Millenials and Zoomers experience decision fatigue differently (And what it means for Lemmy)

https://lemmy.world/post/22458650

Millenials and Zoomers experience decision fatigue differently (And what it means for Lemmy) - Lemmy.World

Lemmy

I don’t agree at all with the author’s approach. I’m a millennial and I came to Reddit around 2019-2020, using it a lot since the pandemic, I prefer the new reddit a thousand times. It’s not a question of interpreting the site as questions, it seems like a nonsense to me. It’s a matter of making everything more visual, I don’t stop to read the title, the community or the author, at a glance I see the vast majority of the post, if I consider it I see the rest of the information, most of the time I ignore the information, because I don’t care.

I would like to remind you that Instagram (the example given in the article) is mostly used by millennials.

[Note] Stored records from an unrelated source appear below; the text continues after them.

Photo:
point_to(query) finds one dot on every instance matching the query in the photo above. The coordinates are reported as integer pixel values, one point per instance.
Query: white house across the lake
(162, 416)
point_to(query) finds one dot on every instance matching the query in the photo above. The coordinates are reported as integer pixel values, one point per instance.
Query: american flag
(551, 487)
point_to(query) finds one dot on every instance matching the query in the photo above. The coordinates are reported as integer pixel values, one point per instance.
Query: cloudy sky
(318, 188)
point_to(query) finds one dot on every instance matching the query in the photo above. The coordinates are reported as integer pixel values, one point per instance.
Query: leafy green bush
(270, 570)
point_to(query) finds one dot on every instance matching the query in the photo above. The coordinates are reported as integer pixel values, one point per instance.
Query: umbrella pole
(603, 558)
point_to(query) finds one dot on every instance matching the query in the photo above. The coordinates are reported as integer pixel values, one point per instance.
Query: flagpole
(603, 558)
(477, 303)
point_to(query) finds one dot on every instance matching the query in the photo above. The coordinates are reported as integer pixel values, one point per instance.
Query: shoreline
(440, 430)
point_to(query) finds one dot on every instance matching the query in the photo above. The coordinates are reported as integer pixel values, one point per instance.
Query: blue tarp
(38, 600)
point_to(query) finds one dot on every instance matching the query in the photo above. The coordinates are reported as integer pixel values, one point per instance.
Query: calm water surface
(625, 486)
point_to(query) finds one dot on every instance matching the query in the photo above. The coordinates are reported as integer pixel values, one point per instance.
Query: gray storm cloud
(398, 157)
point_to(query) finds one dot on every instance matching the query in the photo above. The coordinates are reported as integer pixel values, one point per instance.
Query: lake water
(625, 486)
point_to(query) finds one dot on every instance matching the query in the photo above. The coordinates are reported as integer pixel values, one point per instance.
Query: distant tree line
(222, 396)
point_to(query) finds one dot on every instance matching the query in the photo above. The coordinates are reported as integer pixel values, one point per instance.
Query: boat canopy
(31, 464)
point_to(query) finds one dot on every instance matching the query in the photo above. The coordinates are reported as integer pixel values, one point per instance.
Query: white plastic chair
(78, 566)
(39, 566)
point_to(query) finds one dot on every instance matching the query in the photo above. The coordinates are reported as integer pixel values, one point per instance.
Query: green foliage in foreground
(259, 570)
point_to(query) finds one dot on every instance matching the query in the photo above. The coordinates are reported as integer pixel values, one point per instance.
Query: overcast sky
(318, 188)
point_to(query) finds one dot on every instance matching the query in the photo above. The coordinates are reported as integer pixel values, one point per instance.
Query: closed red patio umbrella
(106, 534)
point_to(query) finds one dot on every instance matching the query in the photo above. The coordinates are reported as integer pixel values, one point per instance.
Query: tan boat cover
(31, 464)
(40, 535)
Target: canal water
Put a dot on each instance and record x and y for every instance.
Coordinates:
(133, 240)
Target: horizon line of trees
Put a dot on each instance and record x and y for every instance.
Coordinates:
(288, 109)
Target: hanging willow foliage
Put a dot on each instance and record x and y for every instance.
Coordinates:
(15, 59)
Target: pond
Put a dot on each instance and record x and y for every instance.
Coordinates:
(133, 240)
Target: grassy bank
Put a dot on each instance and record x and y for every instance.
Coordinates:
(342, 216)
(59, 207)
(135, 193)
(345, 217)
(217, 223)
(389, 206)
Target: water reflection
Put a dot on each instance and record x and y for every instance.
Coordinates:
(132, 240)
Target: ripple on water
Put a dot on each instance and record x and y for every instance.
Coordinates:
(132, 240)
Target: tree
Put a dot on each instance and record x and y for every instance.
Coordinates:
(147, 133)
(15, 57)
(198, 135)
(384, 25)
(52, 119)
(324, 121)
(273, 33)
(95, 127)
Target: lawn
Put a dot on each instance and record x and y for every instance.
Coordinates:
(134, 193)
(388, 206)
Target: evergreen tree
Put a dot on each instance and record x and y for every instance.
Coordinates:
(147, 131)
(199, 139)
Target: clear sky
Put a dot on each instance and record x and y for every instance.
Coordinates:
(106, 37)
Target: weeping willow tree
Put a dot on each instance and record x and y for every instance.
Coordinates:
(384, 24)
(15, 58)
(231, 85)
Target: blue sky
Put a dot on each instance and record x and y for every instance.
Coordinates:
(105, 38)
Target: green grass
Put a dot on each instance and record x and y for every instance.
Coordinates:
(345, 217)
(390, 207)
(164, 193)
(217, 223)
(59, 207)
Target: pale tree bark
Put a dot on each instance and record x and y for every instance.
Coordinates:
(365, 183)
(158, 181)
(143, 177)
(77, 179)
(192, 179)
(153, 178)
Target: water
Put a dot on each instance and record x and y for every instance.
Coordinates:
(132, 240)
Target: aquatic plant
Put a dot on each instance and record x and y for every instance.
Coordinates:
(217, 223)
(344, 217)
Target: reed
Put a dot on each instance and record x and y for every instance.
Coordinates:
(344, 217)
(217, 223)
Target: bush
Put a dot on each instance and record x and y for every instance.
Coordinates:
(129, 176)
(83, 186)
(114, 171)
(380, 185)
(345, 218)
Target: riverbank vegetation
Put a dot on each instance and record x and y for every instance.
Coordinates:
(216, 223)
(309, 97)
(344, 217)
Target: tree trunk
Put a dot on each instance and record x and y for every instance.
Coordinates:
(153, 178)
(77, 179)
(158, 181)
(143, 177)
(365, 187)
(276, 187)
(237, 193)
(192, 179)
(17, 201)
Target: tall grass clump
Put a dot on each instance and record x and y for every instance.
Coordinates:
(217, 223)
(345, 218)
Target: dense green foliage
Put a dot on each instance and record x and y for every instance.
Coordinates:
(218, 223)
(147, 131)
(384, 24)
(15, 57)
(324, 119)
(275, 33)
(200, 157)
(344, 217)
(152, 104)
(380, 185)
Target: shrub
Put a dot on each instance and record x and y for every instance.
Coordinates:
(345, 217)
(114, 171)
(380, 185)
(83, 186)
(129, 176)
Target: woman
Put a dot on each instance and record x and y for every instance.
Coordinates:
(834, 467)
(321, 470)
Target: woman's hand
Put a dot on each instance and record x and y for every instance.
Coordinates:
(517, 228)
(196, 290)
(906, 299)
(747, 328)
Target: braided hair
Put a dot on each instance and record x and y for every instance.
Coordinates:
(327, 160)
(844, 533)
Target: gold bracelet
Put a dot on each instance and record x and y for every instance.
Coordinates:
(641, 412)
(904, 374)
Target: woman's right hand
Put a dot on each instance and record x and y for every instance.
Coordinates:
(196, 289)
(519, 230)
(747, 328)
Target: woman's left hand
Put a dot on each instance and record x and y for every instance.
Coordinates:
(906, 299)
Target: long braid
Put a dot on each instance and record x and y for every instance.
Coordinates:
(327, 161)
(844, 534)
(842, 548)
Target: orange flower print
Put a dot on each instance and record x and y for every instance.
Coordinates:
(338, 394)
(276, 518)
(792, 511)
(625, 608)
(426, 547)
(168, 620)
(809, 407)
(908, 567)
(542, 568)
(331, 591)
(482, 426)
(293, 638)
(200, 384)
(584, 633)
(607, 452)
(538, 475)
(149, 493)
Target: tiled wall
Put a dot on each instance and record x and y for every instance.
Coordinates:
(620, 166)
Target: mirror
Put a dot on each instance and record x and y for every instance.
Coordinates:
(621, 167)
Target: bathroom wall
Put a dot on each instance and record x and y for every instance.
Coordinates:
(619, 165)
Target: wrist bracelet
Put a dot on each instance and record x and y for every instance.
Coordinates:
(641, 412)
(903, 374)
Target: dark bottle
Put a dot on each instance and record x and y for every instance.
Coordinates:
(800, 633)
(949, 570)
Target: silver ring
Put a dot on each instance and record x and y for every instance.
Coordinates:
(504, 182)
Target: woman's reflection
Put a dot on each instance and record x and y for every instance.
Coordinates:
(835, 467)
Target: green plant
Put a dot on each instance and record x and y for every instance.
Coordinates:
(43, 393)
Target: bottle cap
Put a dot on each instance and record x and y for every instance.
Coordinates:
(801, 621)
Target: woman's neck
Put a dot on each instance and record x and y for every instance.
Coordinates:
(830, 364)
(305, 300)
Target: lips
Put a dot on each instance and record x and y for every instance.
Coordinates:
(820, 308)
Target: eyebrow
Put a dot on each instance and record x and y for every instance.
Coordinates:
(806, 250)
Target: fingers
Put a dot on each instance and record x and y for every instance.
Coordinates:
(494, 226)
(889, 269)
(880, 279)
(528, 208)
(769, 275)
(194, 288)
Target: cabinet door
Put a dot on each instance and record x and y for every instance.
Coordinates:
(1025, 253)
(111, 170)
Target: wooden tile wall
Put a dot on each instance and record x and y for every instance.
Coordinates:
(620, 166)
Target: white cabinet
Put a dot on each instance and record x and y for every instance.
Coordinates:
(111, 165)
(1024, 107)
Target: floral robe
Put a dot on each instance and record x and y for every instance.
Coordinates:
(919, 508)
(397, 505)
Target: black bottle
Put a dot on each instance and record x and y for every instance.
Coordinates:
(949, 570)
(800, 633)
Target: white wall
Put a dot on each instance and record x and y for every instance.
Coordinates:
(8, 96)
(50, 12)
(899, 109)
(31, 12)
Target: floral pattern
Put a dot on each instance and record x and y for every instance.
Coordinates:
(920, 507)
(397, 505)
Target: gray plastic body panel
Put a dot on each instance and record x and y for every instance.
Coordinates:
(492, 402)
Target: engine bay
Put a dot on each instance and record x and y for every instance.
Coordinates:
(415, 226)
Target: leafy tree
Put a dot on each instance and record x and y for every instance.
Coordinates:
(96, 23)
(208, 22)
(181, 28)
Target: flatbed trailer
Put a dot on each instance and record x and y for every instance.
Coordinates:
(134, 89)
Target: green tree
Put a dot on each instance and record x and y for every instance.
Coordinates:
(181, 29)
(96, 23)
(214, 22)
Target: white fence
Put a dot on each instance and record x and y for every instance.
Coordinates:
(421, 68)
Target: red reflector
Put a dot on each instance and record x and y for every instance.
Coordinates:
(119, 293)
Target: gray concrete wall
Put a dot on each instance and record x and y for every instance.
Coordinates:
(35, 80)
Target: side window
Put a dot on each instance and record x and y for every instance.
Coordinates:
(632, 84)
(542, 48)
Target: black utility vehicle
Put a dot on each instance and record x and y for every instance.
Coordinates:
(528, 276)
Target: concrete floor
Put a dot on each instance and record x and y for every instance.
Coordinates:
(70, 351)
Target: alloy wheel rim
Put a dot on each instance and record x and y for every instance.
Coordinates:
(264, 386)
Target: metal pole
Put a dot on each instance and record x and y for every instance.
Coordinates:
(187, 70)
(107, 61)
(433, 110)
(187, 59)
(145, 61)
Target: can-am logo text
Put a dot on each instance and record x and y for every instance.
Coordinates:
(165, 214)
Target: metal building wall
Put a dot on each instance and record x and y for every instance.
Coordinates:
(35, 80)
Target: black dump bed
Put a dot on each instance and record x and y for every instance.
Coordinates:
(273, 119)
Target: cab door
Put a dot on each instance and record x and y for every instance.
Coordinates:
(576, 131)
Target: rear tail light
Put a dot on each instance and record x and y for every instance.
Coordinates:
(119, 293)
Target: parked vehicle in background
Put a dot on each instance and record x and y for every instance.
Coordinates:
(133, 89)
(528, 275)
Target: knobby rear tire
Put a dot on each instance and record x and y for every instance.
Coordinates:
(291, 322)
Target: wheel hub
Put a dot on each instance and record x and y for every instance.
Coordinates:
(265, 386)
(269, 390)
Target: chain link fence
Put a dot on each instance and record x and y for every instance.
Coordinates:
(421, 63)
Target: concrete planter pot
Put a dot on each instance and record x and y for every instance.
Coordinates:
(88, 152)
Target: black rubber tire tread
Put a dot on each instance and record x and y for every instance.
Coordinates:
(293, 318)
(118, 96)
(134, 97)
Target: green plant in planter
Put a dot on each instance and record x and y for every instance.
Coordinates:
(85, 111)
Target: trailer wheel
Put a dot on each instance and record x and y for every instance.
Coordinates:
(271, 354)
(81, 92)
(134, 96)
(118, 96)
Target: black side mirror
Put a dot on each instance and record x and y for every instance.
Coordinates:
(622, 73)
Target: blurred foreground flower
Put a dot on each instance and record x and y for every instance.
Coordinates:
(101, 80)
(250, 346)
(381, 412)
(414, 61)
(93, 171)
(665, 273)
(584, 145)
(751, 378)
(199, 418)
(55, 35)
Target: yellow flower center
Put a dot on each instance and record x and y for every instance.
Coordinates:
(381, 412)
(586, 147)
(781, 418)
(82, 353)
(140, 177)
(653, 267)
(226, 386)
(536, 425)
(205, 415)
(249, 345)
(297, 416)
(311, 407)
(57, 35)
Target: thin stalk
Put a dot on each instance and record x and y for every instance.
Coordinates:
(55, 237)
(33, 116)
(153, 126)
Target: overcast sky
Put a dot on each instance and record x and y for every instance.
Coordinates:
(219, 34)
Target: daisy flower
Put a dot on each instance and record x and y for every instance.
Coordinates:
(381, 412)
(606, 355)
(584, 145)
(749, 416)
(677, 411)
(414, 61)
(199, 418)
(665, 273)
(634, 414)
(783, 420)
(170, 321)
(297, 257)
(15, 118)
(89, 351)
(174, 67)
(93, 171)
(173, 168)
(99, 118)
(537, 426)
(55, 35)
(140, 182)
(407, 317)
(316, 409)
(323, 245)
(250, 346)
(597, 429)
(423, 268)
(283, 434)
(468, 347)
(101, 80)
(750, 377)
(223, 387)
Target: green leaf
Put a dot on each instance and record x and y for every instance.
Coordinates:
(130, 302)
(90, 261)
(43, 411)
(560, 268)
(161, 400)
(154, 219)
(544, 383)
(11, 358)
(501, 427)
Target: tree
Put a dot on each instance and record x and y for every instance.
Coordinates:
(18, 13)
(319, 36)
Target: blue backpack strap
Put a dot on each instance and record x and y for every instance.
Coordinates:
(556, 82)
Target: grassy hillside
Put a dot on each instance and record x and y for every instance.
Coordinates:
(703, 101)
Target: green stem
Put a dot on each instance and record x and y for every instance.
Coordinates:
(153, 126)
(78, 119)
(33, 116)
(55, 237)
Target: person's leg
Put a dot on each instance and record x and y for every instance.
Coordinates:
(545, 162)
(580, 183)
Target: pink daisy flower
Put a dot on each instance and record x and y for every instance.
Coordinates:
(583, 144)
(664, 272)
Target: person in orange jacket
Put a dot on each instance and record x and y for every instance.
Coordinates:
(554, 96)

Yeah, I’m not sure this is the generational thing that the author is trying to make it out to be. It seems to me like one of those things that leans on personal preference.

The author’s sample for the behavior of generations is a few anecdotes from personal friends. How many friends does a person have, 3, or 30, or 300? That means n is pretty small when there’s something like 3 billion mellenials

Agreed, this seems more like a preference shaped by which layout you’re used to. That would make it somewhat generational as younger users wouldn’t be starting with the old layout, but some older users would also be affected if they started after the new layout became the default.

To add another anecdote, I’m Gen Z but started using Reddit 12 years ago. I prefer the old layout on desktop and even use mlmym to get a similar layout for Lemmy, but I prefer card layouts on mobile. I dislike the new layout due to what I would consider as excessive whitespace and the fact that it shows fewer comments by default, but I want to see image posts inline and use “Show Images” from RES for that.